Tam replied that his only special interest group is homeowners in south Forsyth, noting that he has struck compromises with residents and developers during his tenure.

A question about improving relations with the city of Cumming led to an exchange on leadership qualities, with Tam saying he meets with the mayor a few times a months.

Brown emphasized creating a united front.

“We have an opportunity to take this county government back from the city of Cumming,” he said, “because right now I feel like the tail is wagging the dog.”

District 5

Incumbent Jim Boff and challenger John Derucki agree that Forsyth County is a great place, but each has different ideas on how to improve.

Boff said he views himself as someone “who sees things the way a homeowner does.”

“I always ask, ‘How will this affect the homeowner first?’” he said.

Derucki hopes to broaden the county’s tax base to relieve homeowners by drawing in more business.

He pointed to the red tape developers have to go through, such as getting permits at multiple locations rather than consolidating that process.

“When they can’t come to the county and get that done efficiently, they’re going to go somewhere else,” he said.

In planning for future development, Boff said the county should emphasize “reasonable conformance” with the standards of the unified development code.

Derucki agreed, but added that the code needs to be updated and improved “so we ultimately get the community we all love and cherish.”

He noted his concern about the county’s millions in long-term debt, and recommended setting up a reserve for infrastructure to reduce the interest payments for infrastructure.

Boff also hopes to pay down debt, but disagreed that the amount is dangerous for the county’s future.

“If we’re in such bad shape, it’s hard to justify our AAA [bond] rating,” he said.
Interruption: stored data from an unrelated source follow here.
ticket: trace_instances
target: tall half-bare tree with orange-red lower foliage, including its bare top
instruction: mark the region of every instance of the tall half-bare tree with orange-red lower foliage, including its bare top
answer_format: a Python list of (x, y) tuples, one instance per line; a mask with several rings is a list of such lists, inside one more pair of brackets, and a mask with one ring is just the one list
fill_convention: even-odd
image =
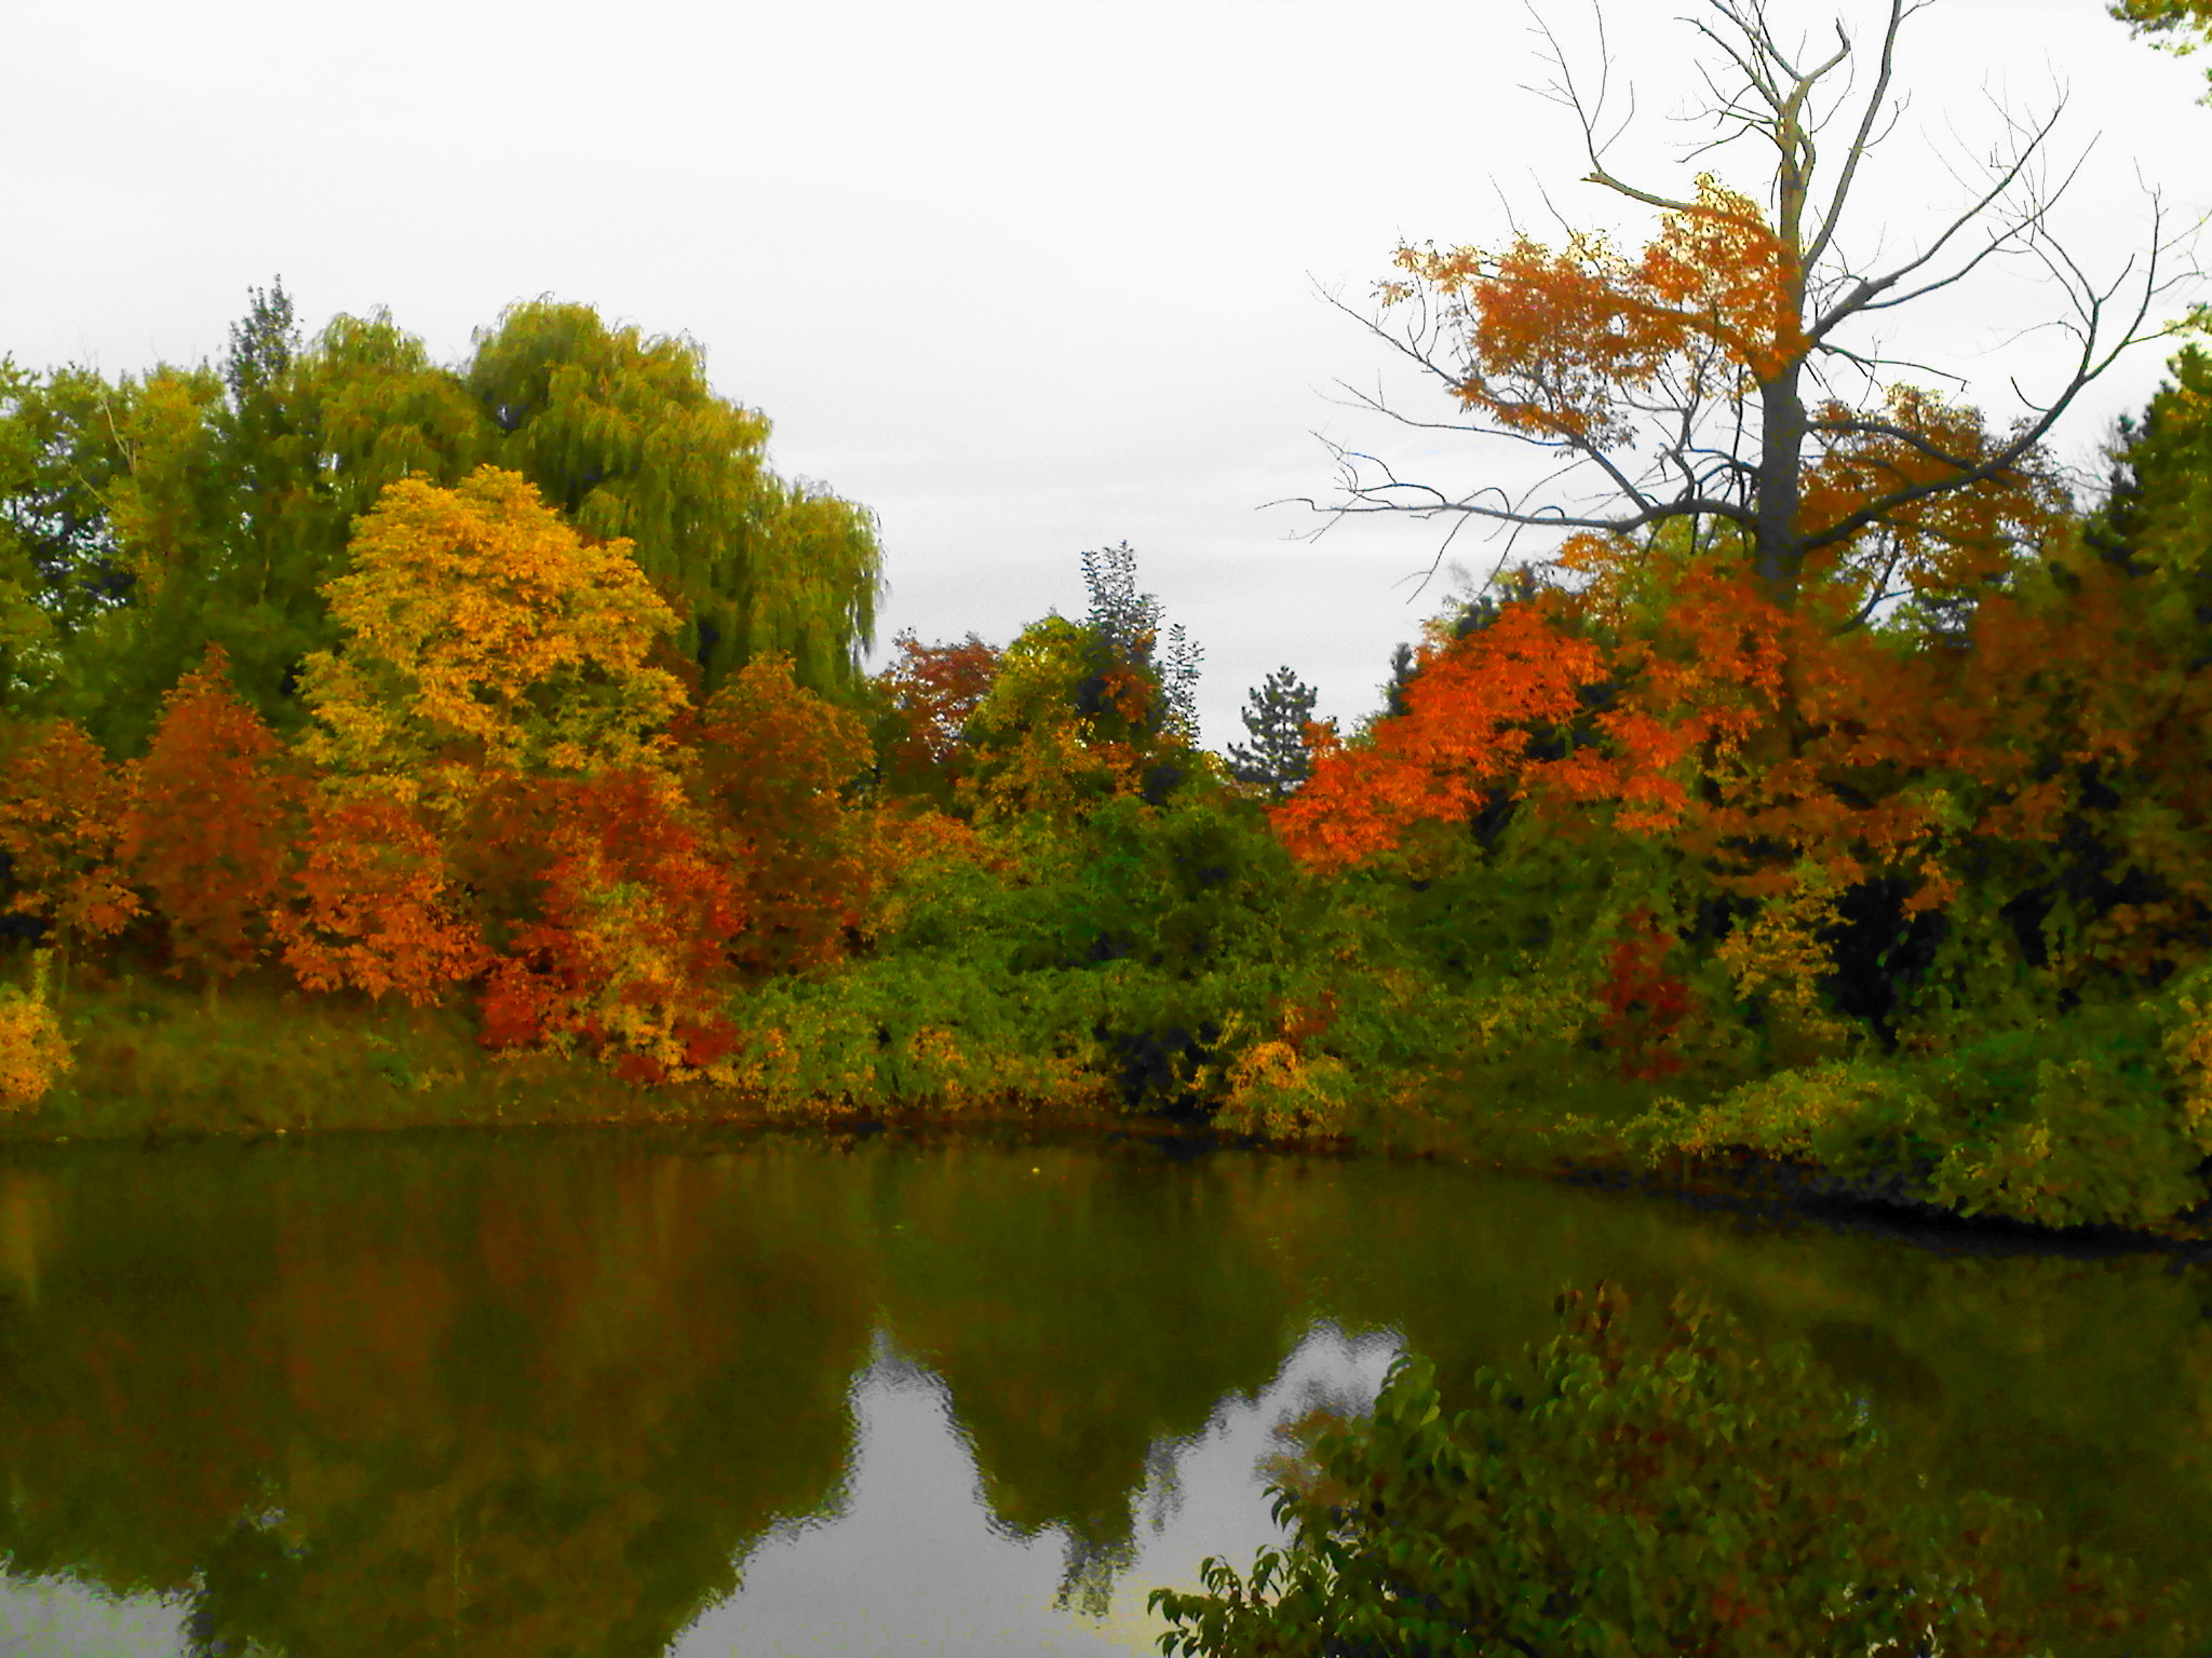
[[(1701, 889), (1677, 898), (1719, 891), (1745, 937), (1767, 928), (1803, 977), (1818, 951), (1798, 935), (1832, 937), (1838, 895), (1878, 884), (1891, 928), (1942, 904), (1958, 833), (2051, 760), (2006, 725), (2006, 703), (1971, 701), (1975, 619), (2073, 533), (2044, 440), (2121, 349), (2168, 332), (2154, 312), (2170, 243), (2152, 201), (2141, 259), (2112, 281), (2084, 274), (2037, 188), (2046, 119), (2015, 126), (2013, 153), (1922, 250), (1854, 263), (1838, 232), (1913, 11), (1889, 2), (1851, 111), (1827, 99), (1854, 57), (1843, 29), (1801, 60), (1747, 0), (1714, 0), (1697, 22), (1723, 53), (1708, 71), (1717, 130), (1772, 148), (1763, 199), (1714, 175), (1688, 195), (1619, 179), (1599, 139), (1604, 86), (1559, 53), (1555, 93), (1582, 122), (1588, 181), (1659, 214), (1641, 254), (1597, 234), (1400, 245), (1402, 276), (1380, 285), (1369, 327), (1464, 418), (1363, 402), (1535, 449), (1562, 493), (1449, 493), (1336, 449), (1347, 500), (1325, 511), (1566, 539), (1551, 584), (1429, 639), (1402, 716), (1349, 745), (1316, 734), (1314, 776), (1279, 811), (1303, 856), (1345, 864), (1420, 820), (1520, 805), (1597, 820), (1663, 840), (1674, 880)], [(1829, 122), (1840, 139), (1816, 146)], [(2066, 340), (2002, 431), (1885, 382), (1891, 365), (1851, 338), (1997, 254), (2039, 261)], [(1402, 336), (1391, 318), (1411, 318)], [(1747, 957), (1732, 970), (1823, 1024), (1805, 984), (1776, 986)]]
He asked voters to consider that he has the time and experience to continue representing the county and his district.

Derucki pointed to his leadership and background in business and the military, but ended by telling people to just get out and vote.

“I’m amazed at what I get to inform people about. Who their district commissioner is. What does a district commissioner do?” he said. “It’s important that you vote.”

District 5 covers much of eastern Forsyth.